As I wrote last spring:
In 1927, the Eagle said [Shore Road] had been “neglected for years,” and described its “dilapidated houses, a few mansions, many vacant lots and an ancient narrow motor road.” New plans called for a 50-foot drive fringed with parkland to create…“a shore front and a shore drive which will challenge in scenic beauty that of any similar driveway in this country”—specifically Riverside Drive, in Manhattan. The wealthy had stopped moving to Bay Ridge as [often as] they had in the late 19th century, and to make the land available to people of more modest means, [it was] suggested changing the zoning, so apartment buildings as high as 15 floors could be built.
Such private property would abut eight-foot sidewalks, then the 50-foot road (five lanes!), then park space to separate the road from a 12-foot “tiled walk,” then a railing and some trees and shrubs along the sea wall. The development of these parks was tied directly to the construction of apartment buildings, or so said [the plan’s advocates], who said property values would soar and bring with them higher tax revenues.

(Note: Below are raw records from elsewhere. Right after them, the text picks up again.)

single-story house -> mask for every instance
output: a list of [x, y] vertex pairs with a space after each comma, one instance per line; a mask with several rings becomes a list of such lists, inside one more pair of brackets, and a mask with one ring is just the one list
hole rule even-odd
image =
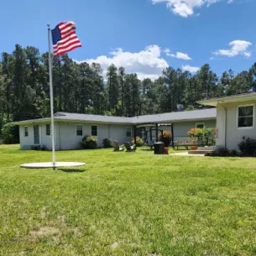
[[256, 92], [212, 98], [199, 103], [217, 107], [217, 147], [237, 149], [243, 136], [256, 138]]
[[[191, 128], [215, 128], [216, 115], [216, 108], [133, 118], [56, 112], [54, 116], [55, 149], [78, 149], [86, 135], [95, 136], [99, 148], [102, 147], [104, 138], [123, 144], [136, 135], [144, 137], [145, 133], [150, 136], [150, 140], [157, 141], [159, 129], [172, 132], [175, 140], [188, 137], [187, 132]], [[13, 123], [19, 126], [21, 149], [31, 149], [34, 146], [51, 149], [50, 118]], [[149, 130], [150, 133], [147, 132]]]

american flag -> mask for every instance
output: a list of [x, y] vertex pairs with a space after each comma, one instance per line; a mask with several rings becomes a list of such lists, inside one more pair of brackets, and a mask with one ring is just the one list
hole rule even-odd
[[77, 47], [81, 47], [76, 34], [76, 24], [72, 21], [62, 22], [51, 30], [54, 56], [61, 55]]

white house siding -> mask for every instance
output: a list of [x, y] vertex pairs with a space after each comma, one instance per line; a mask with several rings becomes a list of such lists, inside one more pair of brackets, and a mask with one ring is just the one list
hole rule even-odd
[[[255, 122], [255, 105], [254, 105], [254, 117], [253, 127], [238, 128], [238, 107], [243, 105], [253, 105], [255, 101], [246, 102], [244, 103], [228, 103], [222, 106], [227, 109], [227, 132], [226, 132], [226, 147], [229, 149], [238, 149], [238, 143], [243, 139], [243, 136], [256, 138], [256, 122]], [[217, 107], [217, 146], [225, 145], [225, 136], [222, 134], [225, 132], [223, 127], [224, 120], [224, 108]], [[223, 132], [222, 132], [223, 131]]]
[[[132, 136], [126, 136], [126, 128], [130, 127], [132, 128]], [[125, 142], [131, 142], [133, 138], [133, 125], [117, 125], [110, 124], [109, 125], [109, 138], [112, 140], [118, 140], [119, 144], [123, 144]]]
[[225, 107], [217, 104], [217, 138], [216, 145], [217, 147], [226, 147], [225, 134], [226, 134], [226, 110]]
[[[39, 144], [34, 143], [34, 124], [19, 126], [20, 149], [31, 149], [33, 146], [44, 146], [51, 149], [51, 137], [46, 135], [46, 123], [39, 123]], [[25, 137], [25, 127], [28, 127], [29, 136]], [[55, 149], [59, 149], [58, 123], [55, 124]]]
[[[83, 135], [76, 135], [76, 125], [82, 125]], [[80, 148], [80, 143], [86, 135], [91, 135], [91, 126], [97, 127], [97, 147], [102, 148], [104, 138], [118, 140], [119, 144], [131, 141], [132, 137], [126, 137], [126, 128], [128, 125], [112, 125], [102, 123], [60, 123], [59, 141], [60, 149], [76, 149]], [[133, 136], [132, 128], [132, 136]]]
[[[192, 122], [181, 122], [176, 123], [173, 124], [174, 127], [174, 140], [176, 140], [178, 138], [181, 137], [188, 137], [187, 132], [193, 128], [196, 127], [196, 123], [204, 123], [204, 125], [207, 128], [216, 128], [216, 120], [209, 119], [209, 120], [201, 120], [201, 121], [192, 121]], [[152, 129], [154, 129], [155, 127], [152, 126]], [[160, 126], [159, 129], [162, 129], [164, 131], [169, 131], [171, 133], [170, 126]], [[146, 127], [146, 130], [149, 131], [149, 127]], [[160, 132], [159, 132], [160, 133]], [[149, 132], [148, 132], [148, 139], [149, 140]], [[152, 131], [152, 140], [155, 140], [155, 131]]]

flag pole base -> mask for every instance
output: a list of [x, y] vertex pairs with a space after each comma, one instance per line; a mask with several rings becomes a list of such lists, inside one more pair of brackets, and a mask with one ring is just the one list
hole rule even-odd
[[85, 163], [80, 162], [44, 162], [44, 163], [28, 163], [20, 165], [20, 168], [25, 169], [48, 169], [60, 167], [81, 167], [86, 165]]

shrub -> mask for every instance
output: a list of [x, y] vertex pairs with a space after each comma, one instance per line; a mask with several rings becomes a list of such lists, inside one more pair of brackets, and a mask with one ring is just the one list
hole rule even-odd
[[239, 154], [237, 150], [232, 149], [232, 150], [228, 150], [227, 148], [223, 147], [223, 148], [219, 148], [215, 149], [213, 152], [212, 153], [207, 153], [206, 154], [206, 156], [238, 156]]
[[219, 148], [215, 149], [212, 153], [212, 156], [230, 156], [230, 151], [223, 147], [223, 148]]
[[[132, 139], [132, 144], [134, 145], [134, 138]], [[143, 144], [144, 144], [144, 140], [140, 137], [137, 136], [136, 137], [136, 147], [142, 147]]]
[[2, 128], [2, 139], [5, 144], [14, 144], [18, 143], [18, 128], [7, 123]]
[[191, 128], [187, 132], [191, 138], [196, 138], [196, 144], [200, 147], [213, 146], [216, 142], [216, 128]]
[[112, 148], [112, 140], [110, 138], [104, 138], [102, 140], [102, 144], [105, 149]]
[[97, 138], [93, 136], [85, 136], [81, 146], [83, 149], [95, 149], [97, 148]]
[[243, 137], [243, 140], [238, 144], [238, 148], [244, 156], [256, 155], [256, 139], [250, 137]]
[[165, 147], [168, 147], [171, 142], [171, 133], [168, 131], [164, 131], [163, 135], [162, 133], [159, 135], [159, 140], [165, 144]]

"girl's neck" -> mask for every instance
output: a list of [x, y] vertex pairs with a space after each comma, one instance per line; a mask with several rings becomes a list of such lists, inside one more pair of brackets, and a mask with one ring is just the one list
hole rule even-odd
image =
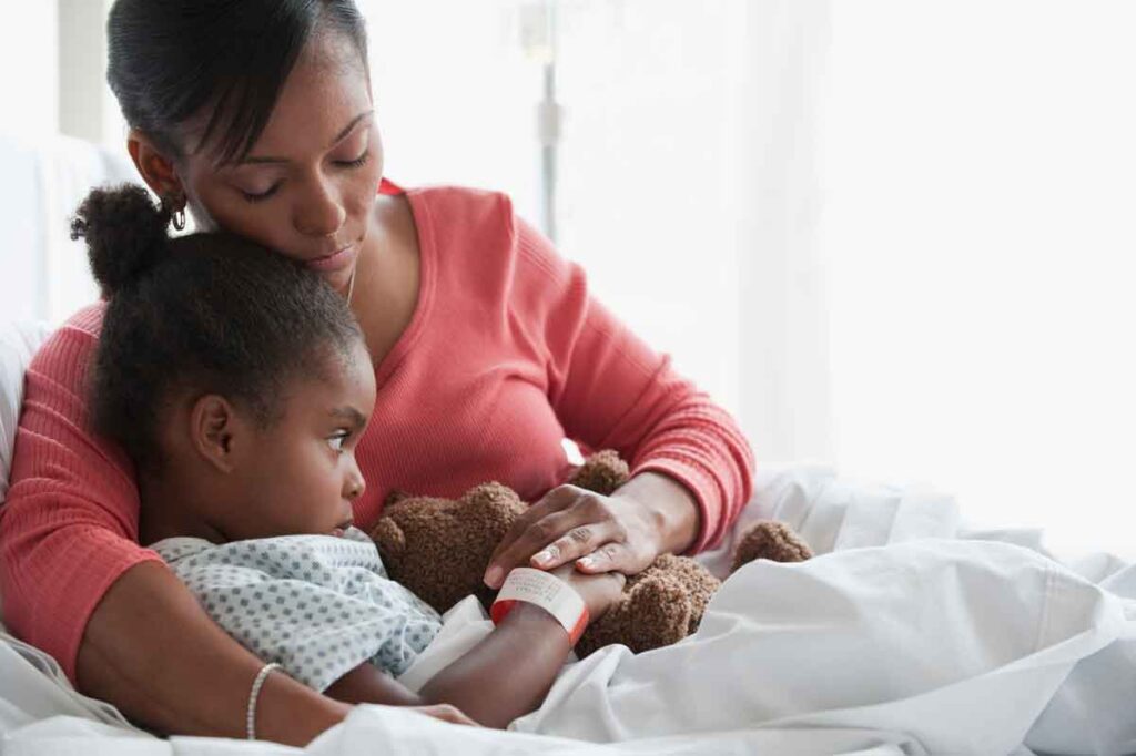
[[164, 538], [185, 536], [204, 538], [214, 544], [224, 544], [227, 538], [219, 530], [200, 518], [186, 494], [192, 486], [185, 481], [165, 479], [157, 476], [139, 476], [139, 495], [142, 504], [139, 514], [139, 543], [143, 546], [156, 544]]

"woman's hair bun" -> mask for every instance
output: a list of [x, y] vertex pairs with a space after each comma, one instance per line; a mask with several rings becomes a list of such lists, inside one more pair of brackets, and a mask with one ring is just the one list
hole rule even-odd
[[110, 297], [137, 283], [167, 251], [169, 213], [135, 184], [92, 190], [72, 220], [86, 240], [91, 272]]

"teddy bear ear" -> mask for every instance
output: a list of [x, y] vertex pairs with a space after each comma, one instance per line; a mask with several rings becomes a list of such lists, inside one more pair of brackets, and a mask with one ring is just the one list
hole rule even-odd
[[605, 448], [584, 461], [568, 482], [587, 490], [611, 494], [630, 478], [630, 469], [615, 450]]
[[404, 498], [410, 498], [410, 494], [400, 488], [395, 488], [390, 494], [386, 495], [386, 498], [383, 499], [383, 509], [386, 509], [387, 506], [394, 506]]
[[729, 571], [754, 560], [803, 562], [809, 558], [812, 558], [812, 549], [792, 528], [776, 520], [760, 520], [742, 535]]
[[487, 482], [482, 484], [481, 486], [474, 486], [467, 490], [466, 495], [461, 498], [470, 506], [524, 506], [520, 503], [520, 497], [517, 496], [517, 492], [508, 486], [502, 486], [499, 482]]
[[400, 556], [407, 548], [407, 536], [392, 518], [379, 518], [378, 524], [370, 531], [370, 539], [383, 556]]

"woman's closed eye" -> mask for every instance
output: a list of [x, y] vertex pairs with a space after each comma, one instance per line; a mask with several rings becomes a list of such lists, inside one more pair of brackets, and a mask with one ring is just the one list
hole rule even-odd
[[348, 438], [351, 437], [351, 431], [346, 429], [336, 430], [334, 434], [328, 436], [327, 445], [332, 447], [333, 452], [339, 454], [343, 453], [343, 446], [346, 444]]
[[370, 158], [370, 149], [368, 148], [364, 150], [362, 154], [360, 154], [354, 160], [336, 160], [335, 165], [340, 166], [341, 168], [362, 168], [364, 166], [367, 165], [367, 160], [369, 158]]
[[277, 182], [276, 184], [273, 184], [264, 192], [247, 192], [244, 190], [237, 190], [237, 191], [241, 192], [241, 195], [245, 199], [247, 202], [260, 202], [262, 200], [267, 200], [273, 194], [276, 194], [279, 187], [281, 183]]
[[[370, 149], [367, 149], [364, 150], [358, 158], [354, 158], [353, 160], [336, 160], [335, 165], [339, 166], [340, 168], [354, 170], [357, 168], [362, 168], [364, 166], [366, 166], [369, 159], [370, 159]], [[241, 193], [241, 196], [244, 198], [245, 202], [262, 202], [264, 200], [267, 200], [272, 195], [276, 194], [276, 192], [279, 191], [283, 183], [284, 182], [276, 182], [275, 184], [273, 184], [262, 192], [250, 192], [243, 188], [237, 188], [237, 191]]]

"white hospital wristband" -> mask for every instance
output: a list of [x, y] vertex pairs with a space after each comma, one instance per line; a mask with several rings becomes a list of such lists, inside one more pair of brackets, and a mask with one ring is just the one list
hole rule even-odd
[[275, 662], [272, 664], [265, 664], [257, 672], [257, 679], [252, 681], [252, 690], [249, 691], [249, 707], [244, 713], [244, 724], [248, 730], [249, 740], [257, 739], [257, 699], [260, 697], [260, 688], [264, 687], [265, 680], [268, 679], [268, 674], [273, 670], [281, 669], [279, 664]]
[[587, 605], [567, 582], [543, 570], [517, 568], [504, 579], [496, 600], [490, 608], [493, 624], [501, 624], [517, 602], [536, 604], [556, 618], [575, 646], [587, 627]]

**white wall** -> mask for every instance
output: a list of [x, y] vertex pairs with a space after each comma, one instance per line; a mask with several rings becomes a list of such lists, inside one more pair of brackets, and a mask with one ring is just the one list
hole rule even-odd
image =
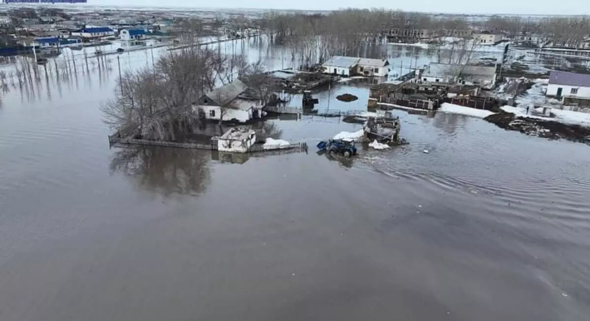
[[[203, 110], [205, 112], [205, 118], [206, 119], [213, 119], [219, 120], [221, 116], [221, 108], [218, 106], [204, 106], [201, 105], [198, 108]], [[215, 116], [211, 116], [211, 111], [215, 112]], [[198, 112], [196, 110], [196, 112]], [[229, 122], [237, 119], [240, 123], [245, 123], [252, 118], [252, 109], [248, 110], [242, 110], [241, 109], [227, 109], [223, 115], [222, 120]]]
[[[362, 71], [361, 71], [361, 68], [362, 68]], [[366, 75], [368, 76], [375, 76], [375, 77], [385, 77], [389, 73], [389, 66], [387, 65], [385, 67], [380, 67], [377, 68], [377, 72], [375, 71], [375, 67], [372, 66], [366, 66], [362, 65], [358, 65], [355, 68], [355, 71], [356, 73], [361, 75]], [[332, 71], [333, 71], [333, 68]], [[365, 71], [369, 71], [368, 74], [365, 74]]]
[[[590, 87], [580, 87], [577, 86], [558, 85], [549, 84], [547, 86], [547, 96], [557, 96], [558, 89], [563, 89], [562, 96], [578, 97], [580, 98], [590, 98]], [[572, 89], [577, 88], [578, 93], [572, 94]]]
[[334, 74], [334, 69], [336, 70], [336, 74], [340, 76], [350, 76], [350, 69], [349, 68], [342, 68], [341, 67], [334, 67], [327, 65], [323, 65], [322, 67], [326, 68], [324, 71], [326, 74]]
[[493, 45], [502, 40], [502, 35], [477, 34], [474, 37], [477, 42], [481, 45]]
[[[437, 81], [437, 79], [438, 80], [438, 81]], [[445, 76], [437, 78], [436, 77], [422, 76], [420, 77], [420, 80], [422, 81], [430, 81], [431, 83], [450, 83], [452, 81], [452, 77], [451, 76]], [[496, 74], [494, 74], [493, 79], [484, 80], [483, 78], [480, 78], [480, 83], [479, 84], [474, 84], [471, 81], [466, 81], [465, 83], [462, 84], [478, 86], [486, 89], [491, 89], [494, 86], [496, 86]]]

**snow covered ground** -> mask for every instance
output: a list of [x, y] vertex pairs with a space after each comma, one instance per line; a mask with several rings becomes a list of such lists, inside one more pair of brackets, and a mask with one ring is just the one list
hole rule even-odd
[[495, 113], [485, 109], [477, 109], [470, 107], [465, 107], [454, 104], [450, 104], [448, 103], [443, 103], [441, 105], [441, 108], [439, 110], [444, 113], [459, 114], [461, 115], [470, 116], [471, 117], [477, 117], [478, 118], [486, 118], [486, 117]]
[[[581, 113], [579, 112], [572, 112], [571, 110], [562, 110], [560, 109], [552, 109], [551, 113], [555, 115], [555, 117], [544, 117], [542, 116], [532, 115], [526, 113], [526, 106], [512, 107], [505, 106], [501, 107], [502, 110], [514, 114], [517, 117], [533, 118], [535, 119], [541, 119], [550, 122], [558, 122], [564, 124], [581, 125], [585, 127], [590, 127], [590, 114], [587, 113]], [[542, 108], [536, 109], [539, 112]], [[529, 112], [530, 110], [529, 110]]]
[[353, 133], [350, 132], [341, 132], [334, 136], [334, 139], [352, 139], [356, 140], [362, 137], [364, 135], [365, 131], [362, 129], [359, 129]]

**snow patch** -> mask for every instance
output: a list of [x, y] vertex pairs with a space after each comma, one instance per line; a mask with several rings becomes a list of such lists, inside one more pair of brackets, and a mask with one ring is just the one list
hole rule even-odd
[[486, 117], [495, 113], [485, 109], [477, 109], [470, 107], [465, 107], [463, 106], [455, 105], [454, 104], [450, 104], [448, 103], [443, 103], [441, 105], [440, 110], [444, 113], [459, 114], [470, 116], [472, 117], [477, 117], [478, 118], [486, 118]]
[[291, 143], [282, 139], [273, 139], [269, 137], [266, 139], [262, 147], [264, 149], [282, 149], [291, 147]]
[[389, 145], [387, 144], [382, 144], [381, 143], [378, 142], [376, 139], [373, 140], [372, 143], [369, 143], [369, 146], [375, 149], [385, 149], [386, 148], [389, 148]]
[[349, 132], [342, 132], [334, 136], [334, 139], [352, 139], [356, 140], [365, 135], [365, 132], [362, 129], [359, 129], [353, 133]]

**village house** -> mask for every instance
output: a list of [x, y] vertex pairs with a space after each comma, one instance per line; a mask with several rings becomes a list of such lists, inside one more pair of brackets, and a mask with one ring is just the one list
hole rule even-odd
[[490, 31], [481, 31], [473, 35], [474, 41], [481, 45], [495, 45], [501, 41], [503, 38], [504, 36], [500, 34], [493, 33]]
[[193, 108], [204, 119], [245, 123], [260, 119], [263, 104], [240, 96], [247, 90], [244, 83], [234, 80], [203, 96]]
[[546, 94], [564, 105], [590, 106], [590, 75], [552, 70]]
[[105, 27], [83, 28], [73, 31], [71, 35], [81, 37], [83, 39], [94, 39], [114, 35], [114, 31]]
[[447, 83], [478, 86], [491, 89], [496, 86], [496, 67], [431, 63], [424, 69], [420, 80], [424, 82]]
[[232, 127], [217, 137], [217, 140], [219, 152], [245, 153], [256, 143], [256, 133], [248, 128]]
[[352, 76], [359, 58], [335, 55], [322, 64], [324, 73], [344, 76]]
[[324, 73], [343, 76], [356, 74], [368, 77], [385, 77], [389, 72], [389, 62], [385, 59], [372, 59], [335, 55], [322, 64]]
[[385, 59], [361, 58], [356, 64], [356, 73], [365, 76], [385, 77], [389, 73], [389, 62]]
[[121, 40], [140, 40], [146, 37], [145, 29], [123, 29], [119, 32], [119, 38]]

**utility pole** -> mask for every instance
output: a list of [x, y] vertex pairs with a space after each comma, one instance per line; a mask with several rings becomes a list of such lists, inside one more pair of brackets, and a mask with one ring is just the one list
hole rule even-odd
[[119, 66], [119, 84], [121, 86], [121, 94], [123, 94], [123, 78], [121, 77], [121, 61], [117, 56], [117, 65]]

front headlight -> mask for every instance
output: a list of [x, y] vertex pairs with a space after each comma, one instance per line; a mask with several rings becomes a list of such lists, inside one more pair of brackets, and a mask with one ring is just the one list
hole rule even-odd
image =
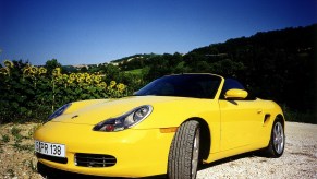
[[127, 128], [132, 128], [146, 119], [150, 112], [153, 111], [153, 107], [149, 105], [144, 105], [133, 110], [117, 117], [107, 119], [102, 122], [99, 122], [94, 127], [94, 131], [103, 131], [103, 132], [113, 132], [113, 131], [122, 131]]
[[53, 118], [61, 116], [71, 105], [72, 104], [65, 104], [64, 106], [60, 107], [51, 116], [48, 117], [48, 120], [52, 120]]

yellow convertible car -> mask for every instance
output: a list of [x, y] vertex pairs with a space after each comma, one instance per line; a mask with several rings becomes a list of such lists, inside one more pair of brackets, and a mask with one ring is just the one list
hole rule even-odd
[[280, 157], [285, 121], [271, 100], [215, 74], [155, 80], [133, 96], [74, 102], [35, 131], [39, 164], [108, 177], [196, 178], [200, 163], [264, 150]]

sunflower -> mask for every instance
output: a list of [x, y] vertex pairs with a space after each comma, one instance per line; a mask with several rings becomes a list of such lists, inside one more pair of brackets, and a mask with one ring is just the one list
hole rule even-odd
[[53, 71], [52, 71], [52, 75], [53, 76], [58, 76], [58, 75], [60, 75], [61, 74], [61, 68], [56, 68], [56, 69], [53, 69]]
[[10, 61], [10, 60], [4, 60], [3, 63], [4, 63], [4, 65], [5, 65], [7, 68], [13, 68], [13, 67], [14, 67], [13, 62]]

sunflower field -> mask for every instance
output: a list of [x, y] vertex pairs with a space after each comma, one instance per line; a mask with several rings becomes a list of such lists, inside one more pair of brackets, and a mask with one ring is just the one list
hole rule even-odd
[[[44, 121], [60, 106], [76, 100], [119, 98], [127, 86], [97, 73], [51, 73], [44, 67], [5, 60], [0, 68], [0, 124], [5, 122]], [[108, 80], [109, 81], [109, 80]]]

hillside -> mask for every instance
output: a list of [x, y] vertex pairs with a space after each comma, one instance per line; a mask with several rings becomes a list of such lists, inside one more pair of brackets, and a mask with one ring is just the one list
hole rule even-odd
[[255, 96], [316, 117], [316, 41], [314, 24], [233, 38], [186, 55], [135, 55], [112, 63], [121, 71], [143, 69], [145, 82], [184, 72], [236, 77]]

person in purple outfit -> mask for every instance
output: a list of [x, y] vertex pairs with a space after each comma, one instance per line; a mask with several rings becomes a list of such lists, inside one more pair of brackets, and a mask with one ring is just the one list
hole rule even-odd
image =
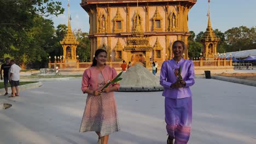
[[[173, 43], [174, 57], [164, 62], [161, 68], [160, 85], [165, 97], [165, 112], [167, 143], [185, 144], [189, 139], [192, 122], [192, 93], [189, 88], [195, 83], [194, 64], [182, 57], [185, 49], [183, 41]], [[182, 79], [177, 76], [179, 67]]]

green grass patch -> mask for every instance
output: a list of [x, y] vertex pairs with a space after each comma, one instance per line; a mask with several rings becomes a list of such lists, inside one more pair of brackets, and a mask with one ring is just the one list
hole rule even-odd
[[[38, 82], [38, 81], [20, 81], [20, 86], [32, 83], [35, 83], [35, 82]], [[9, 83], [8, 83], [8, 87], [10, 87], [10, 85]], [[0, 89], [3, 88], [4, 88], [3, 82], [0, 82]]]
[[30, 76], [20, 76], [21, 79], [52, 79], [68, 77], [82, 77], [82, 75], [32, 75]]

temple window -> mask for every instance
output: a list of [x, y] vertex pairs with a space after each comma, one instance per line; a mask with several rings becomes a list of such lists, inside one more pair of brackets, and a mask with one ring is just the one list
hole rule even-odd
[[162, 31], [162, 17], [158, 11], [158, 7], [155, 10], [155, 14], [152, 18], [153, 22], [154, 31]]
[[117, 58], [118, 59], [122, 58], [122, 51], [117, 51]]
[[160, 20], [155, 20], [156, 28], [161, 28]]
[[119, 10], [118, 8], [117, 14], [115, 14], [115, 17], [114, 17], [114, 31], [116, 32], [123, 32], [123, 22], [124, 21], [124, 19], [123, 19], [121, 14], [119, 12]]
[[161, 58], [161, 51], [160, 50], [156, 50], [156, 58]]

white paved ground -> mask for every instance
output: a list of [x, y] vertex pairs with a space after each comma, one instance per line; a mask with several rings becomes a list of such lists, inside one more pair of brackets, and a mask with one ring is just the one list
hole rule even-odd
[[[0, 143], [96, 144], [92, 132], [79, 133], [86, 97], [80, 80], [43, 82], [20, 93], [0, 111]], [[190, 144], [256, 143], [256, 88], [196, 79]], [[115, 93], [121, 131], [109, 144], [166, 143], [161, 92]], [[0, 96], [0, 100], [8, 98]]]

That’s not quite how it turned out, but it’s close. Plans for the Shore Road became folded into Robert Moses’s plans for his Circumferential Parkway, later renamed the Belt, construction on which began in the 1930s.
It turned out that the worst parts of present-day Shore Road—the apartment buildings, the highway—are really what made the best part possible: the miles of public parks. I’d take the Belt Parkway over miles of military base any day—as long as it meant I could have the park, too.